WASHINGTON – Only a handful of states require all employers to screen workers to make sure that they are in the country legally, but that could change soon.
Spurred by the Trump administration's crackdown on illegal immigration, Congress is set to debate a national E-Verify mandate that would require every U.S. employer to use the federal online service to screen all new hires and for the first time allow the screening of current employees.
Seven states in the South (Alabama, Georgia, Louisiana, Mississippi, North Carolina, South Carolina and Tennessee) and two in the West (Arizona and Utah) already require private employers to use E-Verify. But enforcement has been inconsistent, largely because state officials can't access E-Verify records to make sure employers are checking new hires. Advocates say a federal mandate could boost compliance.

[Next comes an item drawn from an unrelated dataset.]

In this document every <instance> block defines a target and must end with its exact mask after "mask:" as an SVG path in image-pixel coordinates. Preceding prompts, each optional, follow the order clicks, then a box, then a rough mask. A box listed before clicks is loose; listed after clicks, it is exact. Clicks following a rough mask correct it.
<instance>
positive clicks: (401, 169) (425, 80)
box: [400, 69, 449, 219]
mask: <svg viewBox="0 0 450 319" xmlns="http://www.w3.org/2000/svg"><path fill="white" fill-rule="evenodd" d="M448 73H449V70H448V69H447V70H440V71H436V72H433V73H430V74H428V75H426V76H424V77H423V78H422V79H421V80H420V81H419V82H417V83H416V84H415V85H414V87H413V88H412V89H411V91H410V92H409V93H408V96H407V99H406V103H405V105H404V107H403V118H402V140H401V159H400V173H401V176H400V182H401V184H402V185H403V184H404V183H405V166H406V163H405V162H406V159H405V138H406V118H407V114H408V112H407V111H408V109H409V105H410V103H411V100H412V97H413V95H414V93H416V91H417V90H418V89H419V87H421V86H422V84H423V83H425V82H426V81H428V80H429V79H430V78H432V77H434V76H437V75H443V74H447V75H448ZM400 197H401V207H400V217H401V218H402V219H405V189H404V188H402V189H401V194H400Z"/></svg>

"It's cumbersome for states to know whether employers are actually complying," said Madeline Zavodny, an economics professor at Georgia's Agnes Scott College.
Between October 2016 and June 2017, 70 percent of all hires in the South were screened with E-Verify, compared to only 39 percent in the Northeast, where no states require E-Verify, according to an analysis of screening data.
Nationally, 57 percent of jobs are now screened with E-Verify, up from half in 2015 and about 30 percent in 2010.
But a study of seven of the nine E-Verify states released earlier this month by the Federal Reserve Bank of Dallas suggests that state mandates have had mixed results. The study did not include Louisiana or Tennessee, because those states have allowed businesses to use screening methods other than E-Verify.
Dallas Fed researchers determined that the mandate reduced or slowed the growth of the population of unauthorized immigrants in Alabama, Arizona, Mississippi and Utah.